The Most Dangerous Words in a Research Brief: “We Just Need Direction”

The Most Dangerous Words in a Research Brief: “We Just Need Direction”

After about 25 years in this field — the journey from brown hair to gray — I’ve learned that the most dangerous words in a research brief aren’t technical. They’re not about sample size, methodology, or timelines.

They’re simple. And they’re almost always said with the best of intentions:

On the surface, it sounds reasonable. Teams are under pressure. Timelines are tight. There are multiple stakeholders involved, each hoping the research will help move things forward. But over time, I’ve learned that when those words show up, it’s a signal to slow down, not speed up.

Not because the project is in trouble — but because “direction” almost always means different things to different people in the room.
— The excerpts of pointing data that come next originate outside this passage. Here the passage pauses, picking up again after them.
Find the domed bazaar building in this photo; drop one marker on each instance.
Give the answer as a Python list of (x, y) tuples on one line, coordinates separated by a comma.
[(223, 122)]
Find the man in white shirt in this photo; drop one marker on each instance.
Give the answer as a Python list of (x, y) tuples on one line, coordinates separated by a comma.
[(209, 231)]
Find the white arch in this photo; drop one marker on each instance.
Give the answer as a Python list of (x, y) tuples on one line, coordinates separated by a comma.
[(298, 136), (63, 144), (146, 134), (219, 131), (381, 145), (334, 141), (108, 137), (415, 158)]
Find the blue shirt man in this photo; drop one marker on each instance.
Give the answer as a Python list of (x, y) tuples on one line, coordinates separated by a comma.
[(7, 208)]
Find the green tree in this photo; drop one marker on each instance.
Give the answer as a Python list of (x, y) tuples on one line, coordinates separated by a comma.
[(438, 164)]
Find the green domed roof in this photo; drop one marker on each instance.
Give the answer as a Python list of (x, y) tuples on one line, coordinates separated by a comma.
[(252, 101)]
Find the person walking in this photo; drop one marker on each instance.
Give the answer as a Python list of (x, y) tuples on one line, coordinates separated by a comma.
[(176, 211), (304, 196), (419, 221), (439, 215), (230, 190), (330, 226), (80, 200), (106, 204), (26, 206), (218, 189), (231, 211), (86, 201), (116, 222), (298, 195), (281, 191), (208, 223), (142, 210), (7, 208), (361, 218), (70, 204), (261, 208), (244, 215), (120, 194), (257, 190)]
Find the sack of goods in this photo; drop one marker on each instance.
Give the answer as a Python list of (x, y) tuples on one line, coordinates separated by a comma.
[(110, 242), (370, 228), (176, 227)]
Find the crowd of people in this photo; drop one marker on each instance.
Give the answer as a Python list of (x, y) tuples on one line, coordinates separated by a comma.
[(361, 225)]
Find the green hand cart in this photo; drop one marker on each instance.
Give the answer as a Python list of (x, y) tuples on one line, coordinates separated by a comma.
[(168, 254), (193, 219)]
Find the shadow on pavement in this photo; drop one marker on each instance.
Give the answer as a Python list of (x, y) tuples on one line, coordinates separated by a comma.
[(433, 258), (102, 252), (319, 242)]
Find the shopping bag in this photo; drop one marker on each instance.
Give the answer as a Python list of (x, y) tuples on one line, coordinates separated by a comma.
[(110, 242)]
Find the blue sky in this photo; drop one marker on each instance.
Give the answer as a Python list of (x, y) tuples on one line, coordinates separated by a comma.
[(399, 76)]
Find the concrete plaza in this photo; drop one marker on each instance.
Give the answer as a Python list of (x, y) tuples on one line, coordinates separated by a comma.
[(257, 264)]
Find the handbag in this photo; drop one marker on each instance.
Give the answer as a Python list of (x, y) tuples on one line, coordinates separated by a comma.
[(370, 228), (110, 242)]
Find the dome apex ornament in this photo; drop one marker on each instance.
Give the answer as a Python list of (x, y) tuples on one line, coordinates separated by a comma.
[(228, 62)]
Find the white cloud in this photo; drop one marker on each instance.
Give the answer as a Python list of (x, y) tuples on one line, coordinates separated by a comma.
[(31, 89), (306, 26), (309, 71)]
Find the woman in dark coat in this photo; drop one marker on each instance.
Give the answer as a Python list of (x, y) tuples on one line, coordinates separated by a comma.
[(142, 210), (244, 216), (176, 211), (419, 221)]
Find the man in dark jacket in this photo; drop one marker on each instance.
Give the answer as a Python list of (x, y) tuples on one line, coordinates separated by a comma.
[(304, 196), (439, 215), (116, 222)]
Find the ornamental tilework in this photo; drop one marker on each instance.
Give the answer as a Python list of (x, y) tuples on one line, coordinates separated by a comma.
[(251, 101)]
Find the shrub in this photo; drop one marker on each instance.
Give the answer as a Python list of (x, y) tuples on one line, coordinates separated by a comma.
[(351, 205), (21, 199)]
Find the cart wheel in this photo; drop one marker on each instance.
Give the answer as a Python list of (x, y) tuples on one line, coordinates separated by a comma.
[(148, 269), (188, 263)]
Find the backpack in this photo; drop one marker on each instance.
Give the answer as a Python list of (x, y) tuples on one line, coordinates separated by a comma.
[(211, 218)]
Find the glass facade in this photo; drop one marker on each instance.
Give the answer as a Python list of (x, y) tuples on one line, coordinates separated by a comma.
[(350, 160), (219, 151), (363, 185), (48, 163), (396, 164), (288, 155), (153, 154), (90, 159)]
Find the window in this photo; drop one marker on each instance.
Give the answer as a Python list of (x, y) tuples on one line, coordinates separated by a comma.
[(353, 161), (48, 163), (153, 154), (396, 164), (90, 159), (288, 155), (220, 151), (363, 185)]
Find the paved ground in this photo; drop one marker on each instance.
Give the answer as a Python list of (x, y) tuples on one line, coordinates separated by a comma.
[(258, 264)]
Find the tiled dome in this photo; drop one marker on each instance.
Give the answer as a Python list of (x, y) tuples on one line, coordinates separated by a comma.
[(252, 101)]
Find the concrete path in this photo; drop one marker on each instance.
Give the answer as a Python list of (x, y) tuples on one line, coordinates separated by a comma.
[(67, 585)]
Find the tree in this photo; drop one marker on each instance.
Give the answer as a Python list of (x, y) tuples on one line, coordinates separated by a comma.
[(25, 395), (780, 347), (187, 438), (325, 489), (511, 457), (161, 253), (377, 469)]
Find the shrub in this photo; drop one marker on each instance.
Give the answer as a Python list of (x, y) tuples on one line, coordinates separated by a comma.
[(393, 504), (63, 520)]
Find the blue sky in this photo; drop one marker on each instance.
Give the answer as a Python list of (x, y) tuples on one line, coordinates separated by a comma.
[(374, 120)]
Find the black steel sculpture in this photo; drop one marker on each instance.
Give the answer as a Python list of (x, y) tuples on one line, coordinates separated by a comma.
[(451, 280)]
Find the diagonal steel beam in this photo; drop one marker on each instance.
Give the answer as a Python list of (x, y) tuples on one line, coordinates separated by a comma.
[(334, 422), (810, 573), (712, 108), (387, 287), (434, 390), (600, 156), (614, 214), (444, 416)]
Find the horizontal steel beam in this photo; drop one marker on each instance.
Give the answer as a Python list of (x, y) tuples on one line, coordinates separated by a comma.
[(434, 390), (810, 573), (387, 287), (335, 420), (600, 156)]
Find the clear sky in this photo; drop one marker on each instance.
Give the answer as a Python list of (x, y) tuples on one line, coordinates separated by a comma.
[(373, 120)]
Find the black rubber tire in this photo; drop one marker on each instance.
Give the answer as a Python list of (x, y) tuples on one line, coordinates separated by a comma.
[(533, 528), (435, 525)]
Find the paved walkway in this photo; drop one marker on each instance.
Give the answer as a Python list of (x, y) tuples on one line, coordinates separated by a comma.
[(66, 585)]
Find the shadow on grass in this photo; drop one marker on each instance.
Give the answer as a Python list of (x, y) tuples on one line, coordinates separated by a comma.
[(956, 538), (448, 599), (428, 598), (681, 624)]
Most research projects don’t start with a single decision-maker. They start with a group. Brand, marketing, communications, leadership — all smart, capable people, each bringing slightly different priorities and expectations to the table.

Everyone wants the research to help. Everyone also tends to want it to answer their version of the question.

When those differences stay unspoken, they don’t disappear. They wait.

One of the most common places this shows up is during the final presentation. We’re walking through results, connecting insights to recommendations, and someone asks:

“Why didn’t we ask about X?”

What makes that moment tricky is that X usually isn’t a surprise topic. The client was involved throughout the process — from goal setting to questionnaire review to final approval. But when objectives stay high-level, important angles can remain implicit. They feel understood, but never fully articulated, which means no one realizes they’re missing until the results are already on the table.

That’s not a memory problem. It’s an objective-setting problem.

Another version of this shows up when we deliver recommendations that are thoughtful, supported, and genuinely useful — only to learn that something we tested was never actually on the table.

Maybe it was politically sensitive. Maybe leadership had already ruled it out. Maybe it simply wasn’t realistic from the start.

None of that is unusual. What is problematic is discovering those constraints after the research is complete.

I’ve also seen this play out in more concrete ways — like a study we conducted last year where nearly half the data turned out to be irrelevant. Not because the research was flawed, but because the target audience wasn’t fully aligned with real-world constraints. The client simply wasn’t allowed to operate in a particular geography, a detail that didn’t surface clearly during goal setting.

When objectives don’t fully account for who you can — and can’t — reach, even good data loses its value.

In my experience, this isn’t about carelessness. It’s about complexity.

Multiple stakeholders mean multiple definitions of what “direction” should look like. One person wants validation. Another wants permission to change course. Someone else is focused on internal alignment or how the findings will land with leadership.

Those are all legitimate needs — but they’re not the same question.

When no one forces those differences into the open early, research quietly becomes a compromise. The brief broadens. The questions get safer. The findings become easier to interpret in multiple ways — and that’s when clarity starts to slip.

Ironically, teams often stay vague because they want flexibility. They don’t want to narrow too early or bias the outcome. That instinct is understandable. But flexibility without clarity doesn’t reduce risk. It just moves it later, when the stakes are higher and the options are fewer.

And this isn’t limited to junior teams or rushed projects. I’ve seen even the most seasoned executives struggle with objective setting, especially when the audience is large and the decisions are consequential. When leadership isn’t aligned, that ambiguity trickles down — and the research reflects it.

This is fixable. And it doesn’t require more process or longer briefs — just more intention upfront.

A few things that consistently make a difference:

  • Direction should be tied to a decision. If it’s unclear what will change after the research, the objective probably needs tightening.
  • Constraints aren’t limitations — they’re context. If something is off the table, politically sensitive, or unrealistic, saying so early helps focus the work.
  • The target audience matters as much as the question. Clear goal setting should include a shared understanding of who the research is for — and just as importantly, who it isn’t.
  • Alignment matters more than coverage. Answering one hard question well is almost always more valuable than answering five safe ones halfway.
  • A little discomfort early is cheaper than confusion later. Slight tension during briefing often prevents much bigger frustration at the end.
  • Clear objectives don’t predict outcomes, and they don’t box teams in. They create a shared definition of success before the data starts talking.

After a couple decades of watching research succeed — and fail — for the same reasons, I’ve come to believe this:

Clear direction is one of the most underappreciated acts of leadership in the research process.

Not because it makes projects easier, but because it makes the insights braver, the decisions sharper, and the results far more useful when it matters most.